Dès la première page, le ton est donné. Tout d’abord, l’un des thèmes principaux de l’ouvrage se dévoile : l’écriture du désir. Car les mots ont leur importance, toujours, et le poète ne veut pas de n’importe quels mots, il ne veut pas de mots amoureux pour dire son désir de l’autre. Ce qu’il veut, ce sont des mots-désir, des mots qui ne disent rien d’autre que ce désir, et non les sentiments qui pourraient se cacher derrière, entacher, faire peser d’une autre façon ses mots ou son corps.
Si je l’aimais je pourrais encore la désirer mais le désir aurait le goût de sa peau et je mettrais des mots là-dessus. Des mots pas appropriés pas très malin je dirais sa peau quand je la lèche c’est laper le soleil c’est le goût de la lumière sa peau et ce serait ridicule on me dirait poète. Je la désire mais pitié pas les mots des poètes quand ils sont amoureux sur sa peau sur son corps sur son sexe non ça je m’y refuse.
L’écriture est aussi un exutoire – forcément – un moyen de faire sortir de soi, consciemment ou non, une intériorité jusqu’alors indéchiffrable.
On s’aperçoit ensuite qu’aucune virgule n’est présente, tout au long du livre. Cette absence donne un rythme de lecture rapide qui peut couper le souffle, comme un désir violent qu’on peinerait à contrôler, qui rendrait la respiration difficile. Ce choix donne au lecteur une légère sensation de précipitation qui lui permet de s’imprégner plus encore de ce désir dingue et presque indicible décrit par Aurélien Dony.

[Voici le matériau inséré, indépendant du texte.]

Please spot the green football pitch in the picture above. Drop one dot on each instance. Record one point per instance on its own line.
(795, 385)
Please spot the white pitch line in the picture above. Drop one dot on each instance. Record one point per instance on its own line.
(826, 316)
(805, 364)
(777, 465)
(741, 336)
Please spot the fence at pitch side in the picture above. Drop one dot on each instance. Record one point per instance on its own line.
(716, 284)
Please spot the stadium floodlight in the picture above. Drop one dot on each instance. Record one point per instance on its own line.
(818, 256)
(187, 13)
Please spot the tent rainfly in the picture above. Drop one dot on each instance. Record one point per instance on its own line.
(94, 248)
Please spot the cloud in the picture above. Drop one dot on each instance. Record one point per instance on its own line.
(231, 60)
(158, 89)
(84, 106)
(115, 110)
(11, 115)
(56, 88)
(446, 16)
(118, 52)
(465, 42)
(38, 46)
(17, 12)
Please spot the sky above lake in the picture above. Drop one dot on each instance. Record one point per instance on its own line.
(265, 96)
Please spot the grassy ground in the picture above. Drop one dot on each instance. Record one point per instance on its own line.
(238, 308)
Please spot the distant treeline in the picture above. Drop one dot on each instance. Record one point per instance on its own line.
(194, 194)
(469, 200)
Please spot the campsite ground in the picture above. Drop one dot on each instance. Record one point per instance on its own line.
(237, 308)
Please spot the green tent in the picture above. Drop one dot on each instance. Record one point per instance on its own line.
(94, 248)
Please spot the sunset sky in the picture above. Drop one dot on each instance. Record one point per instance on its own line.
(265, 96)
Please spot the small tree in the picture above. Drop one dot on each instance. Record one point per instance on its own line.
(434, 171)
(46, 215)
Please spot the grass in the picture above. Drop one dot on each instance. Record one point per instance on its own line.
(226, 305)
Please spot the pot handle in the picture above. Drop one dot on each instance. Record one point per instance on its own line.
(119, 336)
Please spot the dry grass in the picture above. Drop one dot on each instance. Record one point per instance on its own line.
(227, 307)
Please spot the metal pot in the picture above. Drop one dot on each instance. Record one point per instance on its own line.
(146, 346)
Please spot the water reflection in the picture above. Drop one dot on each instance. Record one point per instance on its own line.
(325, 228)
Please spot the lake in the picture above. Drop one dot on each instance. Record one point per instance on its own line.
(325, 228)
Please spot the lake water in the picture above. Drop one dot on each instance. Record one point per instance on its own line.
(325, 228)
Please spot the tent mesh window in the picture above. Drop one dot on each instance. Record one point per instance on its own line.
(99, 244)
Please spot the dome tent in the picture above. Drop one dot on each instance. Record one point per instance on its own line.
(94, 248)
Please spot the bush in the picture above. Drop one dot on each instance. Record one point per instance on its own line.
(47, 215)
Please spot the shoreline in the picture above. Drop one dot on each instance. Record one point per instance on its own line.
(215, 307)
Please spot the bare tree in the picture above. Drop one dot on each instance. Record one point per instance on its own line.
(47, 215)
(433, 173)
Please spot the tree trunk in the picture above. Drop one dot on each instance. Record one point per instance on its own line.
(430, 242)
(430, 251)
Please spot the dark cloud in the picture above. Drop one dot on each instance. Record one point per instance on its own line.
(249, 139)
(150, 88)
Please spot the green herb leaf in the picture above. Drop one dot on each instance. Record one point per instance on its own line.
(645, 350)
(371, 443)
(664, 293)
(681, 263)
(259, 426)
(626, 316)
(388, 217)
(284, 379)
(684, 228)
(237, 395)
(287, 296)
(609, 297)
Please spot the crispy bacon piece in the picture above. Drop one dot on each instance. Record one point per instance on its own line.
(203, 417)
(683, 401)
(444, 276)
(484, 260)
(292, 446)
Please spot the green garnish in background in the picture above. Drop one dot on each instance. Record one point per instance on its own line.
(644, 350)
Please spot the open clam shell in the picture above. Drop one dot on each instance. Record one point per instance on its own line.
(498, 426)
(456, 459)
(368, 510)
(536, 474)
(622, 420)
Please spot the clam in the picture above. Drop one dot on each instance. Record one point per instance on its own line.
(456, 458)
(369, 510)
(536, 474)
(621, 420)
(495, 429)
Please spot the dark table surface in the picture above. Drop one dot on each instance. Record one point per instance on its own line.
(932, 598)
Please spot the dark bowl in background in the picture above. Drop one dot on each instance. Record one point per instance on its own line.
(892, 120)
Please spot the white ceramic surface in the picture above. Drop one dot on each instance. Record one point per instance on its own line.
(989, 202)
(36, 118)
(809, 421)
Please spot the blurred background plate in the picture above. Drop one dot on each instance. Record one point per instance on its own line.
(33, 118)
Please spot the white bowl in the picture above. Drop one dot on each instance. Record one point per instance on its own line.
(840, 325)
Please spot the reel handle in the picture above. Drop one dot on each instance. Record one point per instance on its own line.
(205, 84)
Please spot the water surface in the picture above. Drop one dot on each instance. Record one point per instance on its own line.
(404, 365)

Comme je ne peux pas l’aimer qu’on se désire je laisse mes mots d’amour et je pose sur ma langue des mots-désir pour habiter mon corps et approcher le sien.
Des mots-désir sur la langue elle en a elle aussi des mots rugueux ça râpe la peau ça met à vif c’est du sel sur la plaie.
Au fil des textes, on est emporté par le tourbillon de pensées qui nous est donné à lire et par les peurs qui en découlent et paralysent. La peur de décevoir, la peur que le désir – voire le plaisir – de l’autre soit feint, la peur de l’image que l’on renvoie et la peur de l’élan interrompu par l’image que l’on se fait de soi-même. Toute cette pression qu’on se met sur les épaules, l’importance qu’on donne à la performance, dès qu’il s’agit de créer du lien via le corps, toutes les questions qui assaillent et peuvent clouer au sol un désir qui aurait pu monter si haut.
Désir dingue aborde également le polyamour, la bisexualité masculine, la remise en question des désirs et fantasmes imposés par la société dans laquelle nous évoluons et la prise de conscience politique que tout cela implique. Parce que tout est politique, y compris le désir.
C’est une prose poétique à la fois crue et d’une sensibilité à fleur de peau que nous offre Aurélien Dony avec Désir dingue, une délicieuse apnée sensuelle et tendre, un texte profondément humain.